Sebelum menggandeng BPKP, jelas dia, penyidik akan melaksanakan koordinasi untuk melihat kebutuhan ahli dalam menghitung kerugian negara.
Materi untuk penghitungan kerugian negara telah disiapkan oleh penyidik. Materi tersebut berkaitan dengan bukti hasil pemeriksaan saksi maupun penyitaan dokumen pengadaan.

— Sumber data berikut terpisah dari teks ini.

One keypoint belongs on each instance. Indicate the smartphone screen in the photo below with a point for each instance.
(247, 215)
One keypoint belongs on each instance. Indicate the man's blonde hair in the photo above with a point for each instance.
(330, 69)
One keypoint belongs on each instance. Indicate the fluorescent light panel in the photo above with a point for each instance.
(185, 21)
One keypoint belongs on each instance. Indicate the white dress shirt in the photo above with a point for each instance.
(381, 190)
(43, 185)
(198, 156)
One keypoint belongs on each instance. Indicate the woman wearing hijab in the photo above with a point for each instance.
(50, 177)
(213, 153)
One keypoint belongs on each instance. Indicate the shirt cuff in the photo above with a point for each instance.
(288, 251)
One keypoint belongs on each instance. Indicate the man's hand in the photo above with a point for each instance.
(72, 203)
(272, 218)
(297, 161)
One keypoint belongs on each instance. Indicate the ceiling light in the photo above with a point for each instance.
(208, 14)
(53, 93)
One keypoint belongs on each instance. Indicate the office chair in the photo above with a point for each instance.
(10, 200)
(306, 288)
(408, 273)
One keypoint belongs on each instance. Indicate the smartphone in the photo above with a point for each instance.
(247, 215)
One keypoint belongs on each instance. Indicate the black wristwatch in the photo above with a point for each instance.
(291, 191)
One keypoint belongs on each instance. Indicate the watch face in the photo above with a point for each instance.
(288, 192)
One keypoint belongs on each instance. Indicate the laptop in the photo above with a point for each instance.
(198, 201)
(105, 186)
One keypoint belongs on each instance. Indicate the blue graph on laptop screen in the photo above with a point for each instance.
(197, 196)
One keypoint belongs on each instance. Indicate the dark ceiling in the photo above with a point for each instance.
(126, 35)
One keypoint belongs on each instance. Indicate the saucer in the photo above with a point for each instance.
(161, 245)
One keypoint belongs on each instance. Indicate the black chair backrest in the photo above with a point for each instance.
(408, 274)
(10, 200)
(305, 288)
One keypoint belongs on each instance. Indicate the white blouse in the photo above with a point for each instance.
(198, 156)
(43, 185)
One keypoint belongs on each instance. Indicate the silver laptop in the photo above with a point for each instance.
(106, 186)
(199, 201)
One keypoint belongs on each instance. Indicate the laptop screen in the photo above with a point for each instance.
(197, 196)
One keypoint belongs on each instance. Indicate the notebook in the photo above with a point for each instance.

Dalam proses penyidikan, Iwan mengatakan bahwa penyidik telah memeriksa secara estafet 30 orang saksi. Mereka berasal dari pejabat Dinas Perhubungan Kabupaten Bima, instansi pemerintah yang melaksanakan pengadaan proyek pada tahun 2021 tersebut, konsultan pengawas, dan pelaksana proyek.
Iwan menambahkan bahwa penyidik masih harus mendalami keterangan dari sejumlah saksi, salah satunya kepala Dinas Perhubungan Kabupaten Bima yang memiliki tanggung jawab besar dalam pengadaan tersebut.
Kepolisian menangani kasus dugaan korupsi ini terhitung sejak 24 Mei 2022 berdasarkan Surat Tugas Direktorat Reserse Kriminal Khusus (Ditreskrimsus) Polda NTB Nomor: Sp-Gas/12/V/2022/Dit Reskrimsus.
Iwan mengatakan Direktur Reserse Kriminal Khusus Polda NTB Kombes Polisi Nasrun Pasaribu telah menaruh atensi dalam penyelesaian kasus ini dengan menggelar perkara pada awal Januari 2023. Gelar tersebut bertujuan untuk menelusuri peran tersangka.
Proyek Dinas Perhubungan Kabupaten Bima ini dikerjakan oleh CV Sarana Fiberindo Mandiri dengan surat perjanjian kontrak kerja Nomor: 990.550/100/DISHUB/VIII/2021 tertanggal 05 Agustus 2021. Periode pelaksanaan proyek berjalan selama 132 hari kalender kerja terhitung sampai 15 Desember 2021.
BACA JUGA:
Meskipun pekerjaan telah dinyatakan rampung, namun pengadaan kapal yang bersumber dari dana alokasi khusus (DAK) ini masuk dalam temuan Badan Pemeriksa Keuangan Perwakilan NTB.
Dalam temuan, BPK mencatat ada sejumlah permasalahan yang berpotensi menimbulkan kerugian negara. Nominal kerugian yang muncul diduga mencapai ratusan juta.